A practical content audit for AI sub-query coverage
Before creating new content, it's worth auditing what you already have against the sub-query structure for your main topics. For each core topic your brand covers:
- Write out the primary prompt a user might ask
- Map the likely fan-out: what comparative, definitional, social proof, and recency sub-queries would the model generate?
- Check your existing content against each sub-query -- does any page directly address it?
- Identify the gaps -- sub-queries with no coverage or thin coverage
- Prioritize by volume and competition: which gaps are worth filling first?
This audit usually surfaces two things. First, there are sub-queries you're completely missing -- topics adjacent to your main content that you've never written about because they didn't fit the traditional keyword strategy. Second, there's existing content that covers a sub-query but buries the answer so deep it's unlikely to get extracted. Both are fixable.
For the first problem, you need new content. For the second, you often just need to restructure what you have -- move the direct answer to the top, add a clear heading, trim the preamble.
Tools that help with sub-query content strategy
| Tool | What it does | Best for |
|---|---|---|
| Promptwatch | Answer gap analysis, AI content generation, crawler logs, citation tracking | Full GEO workflow: find gaps, create content, track results |
| Otterly.AI | AI visibility monitoring across LLMs | Budget-friendly monitoring |
| Peec AI | AI search monitoring | Basic tracking without optimization |
| Profound | Enterprise AI visibility tracking | Large brands with complex monitoring needs |
| Topical Map AI | Builds topical authority maps | Planning content clusters |
| Clearscope | Content optimization for search | Improving existing content coverage |
| Frase | AI content research and optimization | Content briefs and topic research |


For content creation once you've identified the gaps, tools like Jasper and Content at Scale can help produce structured content at volume -- but the brief matters more than the tool.

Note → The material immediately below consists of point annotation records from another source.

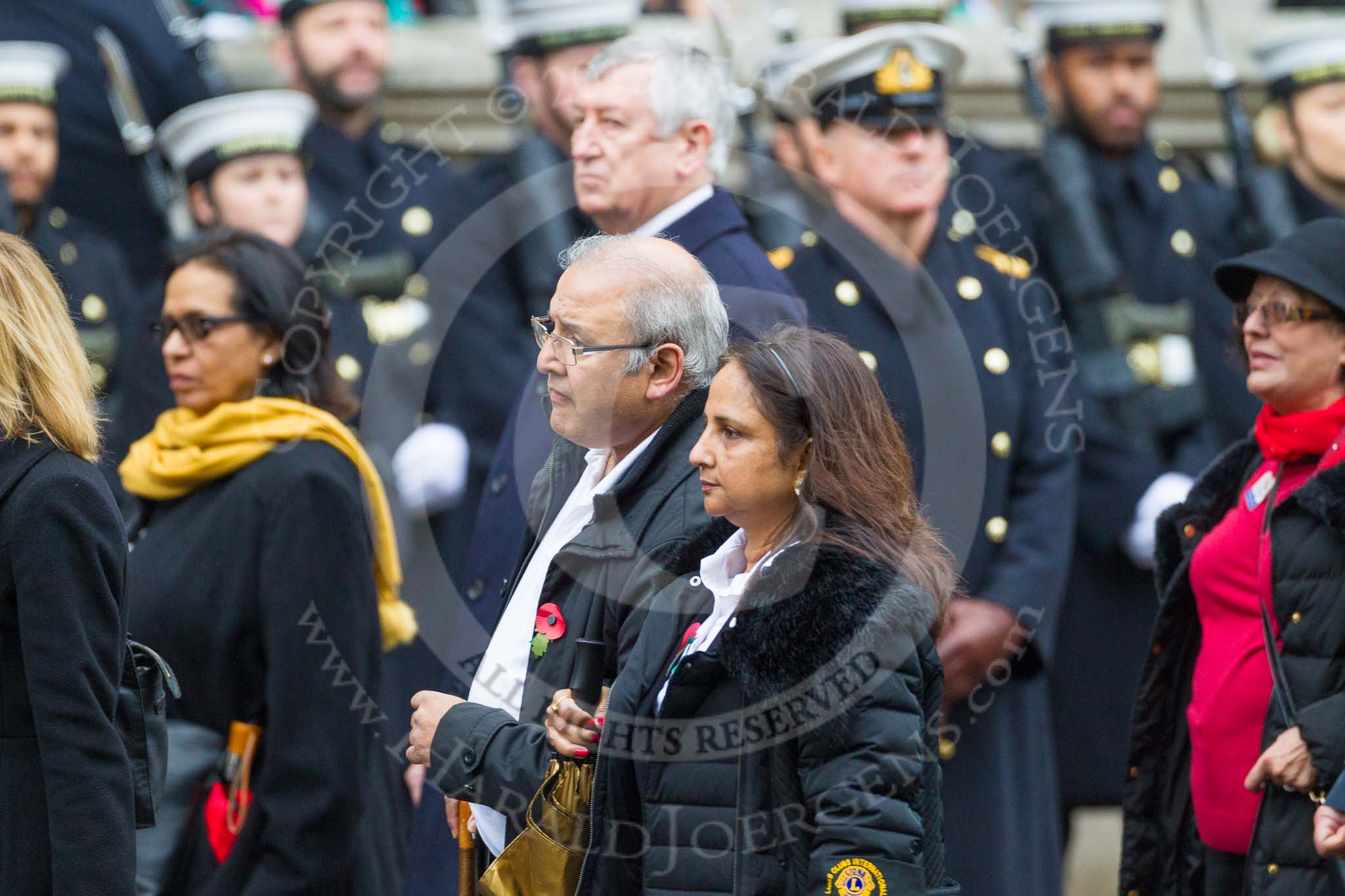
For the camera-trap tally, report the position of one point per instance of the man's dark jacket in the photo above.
(602, 582)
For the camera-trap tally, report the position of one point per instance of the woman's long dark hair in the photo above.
(860, 486)
(269, 288)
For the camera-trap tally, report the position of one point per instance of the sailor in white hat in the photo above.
(861, 15)
(240, 156)
(89, 265)
(1305, 77)
(1157, 371)
(544, 47)
(876, 106)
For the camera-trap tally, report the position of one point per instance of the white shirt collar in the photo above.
(676, 213)
(596, 458)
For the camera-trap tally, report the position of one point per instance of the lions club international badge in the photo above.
(856, 878)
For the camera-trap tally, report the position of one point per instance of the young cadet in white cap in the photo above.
(240, 158)
(875, 106)
(91, 267)
(1160, 389)
(1305, 77)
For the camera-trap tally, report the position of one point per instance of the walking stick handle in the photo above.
(466, 852)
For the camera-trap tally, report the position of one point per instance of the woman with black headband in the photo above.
(774, 730)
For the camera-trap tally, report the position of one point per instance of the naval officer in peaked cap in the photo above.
(1305, 77)
(875, 104)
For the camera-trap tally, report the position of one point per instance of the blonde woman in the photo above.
(66, 809)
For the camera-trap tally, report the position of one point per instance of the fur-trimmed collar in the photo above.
(811, 605)
(1323, 496)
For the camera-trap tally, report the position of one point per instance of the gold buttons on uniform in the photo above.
(93, 309)
(417, 221)
(349, 368)
(1184, 244)
(416, 286)
(1145, 363)
(848, 293)
(1001, 444)
(963, 223)
(422, 354)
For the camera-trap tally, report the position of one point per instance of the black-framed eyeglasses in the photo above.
(1275, 313)
(194, 327)
(568, 352)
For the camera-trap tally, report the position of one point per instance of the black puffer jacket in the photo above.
(1162, 849)
(798, 752)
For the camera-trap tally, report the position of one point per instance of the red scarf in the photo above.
(1290, 437)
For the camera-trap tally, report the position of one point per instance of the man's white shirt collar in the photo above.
(676, 213)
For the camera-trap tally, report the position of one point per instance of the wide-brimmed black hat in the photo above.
(1312, 258)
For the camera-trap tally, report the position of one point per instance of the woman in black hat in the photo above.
(1239, 720)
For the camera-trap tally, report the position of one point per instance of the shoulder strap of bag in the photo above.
(1279, 688)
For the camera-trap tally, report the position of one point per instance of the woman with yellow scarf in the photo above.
(263, 562)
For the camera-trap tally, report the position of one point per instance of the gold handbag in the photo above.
(545, 859)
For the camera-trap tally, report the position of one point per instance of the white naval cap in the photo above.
(30, 72)
(888, 74)
(539, 27)
(1302, 58)
(857, 15)
(1069, 22)
(205, 135)
(772, 78)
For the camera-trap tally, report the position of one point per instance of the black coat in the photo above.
(994, 458)
(1168, 227)
(602, 581)
(66, 811)
(259, 590)
(1162, 851)
(803, 740)
(717, 234)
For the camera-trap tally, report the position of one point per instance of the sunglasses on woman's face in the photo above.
(192, 327)
(1275, 313)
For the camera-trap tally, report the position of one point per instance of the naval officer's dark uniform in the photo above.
(1000, 761)
(1168, 227)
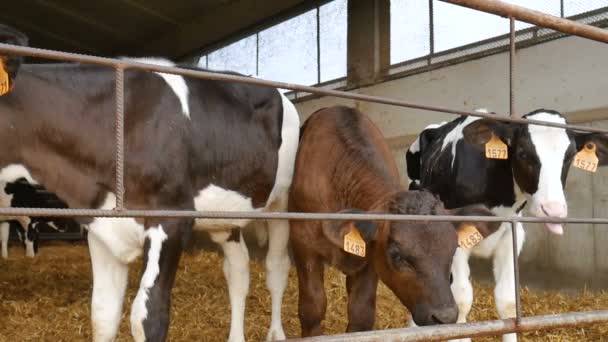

If the brief doesn't specify which sub-questions the content needs to answer, the output will default to generic coverage of the main topic.

The competitive reality
Here's where this gets uncomfortable: your competitors are figuring this out too. The brands that show up consistently in AI responses in 2026 aren't there by accident. They've either published enough content over enough time that they've accidentally covered most of the sub-query space, or they've started deliberately mapping and filling gaps.
One commercial lending company cited by ROI Amplified now gets 15% of all sales calls directly from ChatGPT queries -- customers who never touched Google. That's not a small number. It's the kind of shift that happens when a brand systematically covers the sub-query space for its category while competitors are still optimizing for traditional search.
The window to get ahead of this is narrowing. The brands that build comprehensive sub-query coverage now will be harder to displace as AI models develop citation preferences for reliable sources. The brands that wait until AI search is fully mainstream will be fighting for scraps.
The mechanics aren't complicated: understand how prompts fan out into sub-queries, audit your content against that structure, fill the gaps, and track whether the new content gets cited. The execution takes time, but the strategy is clear.
Start with one topic. Map the fan-out. Find the gaps. Write the content. Then check whether it gets picked up.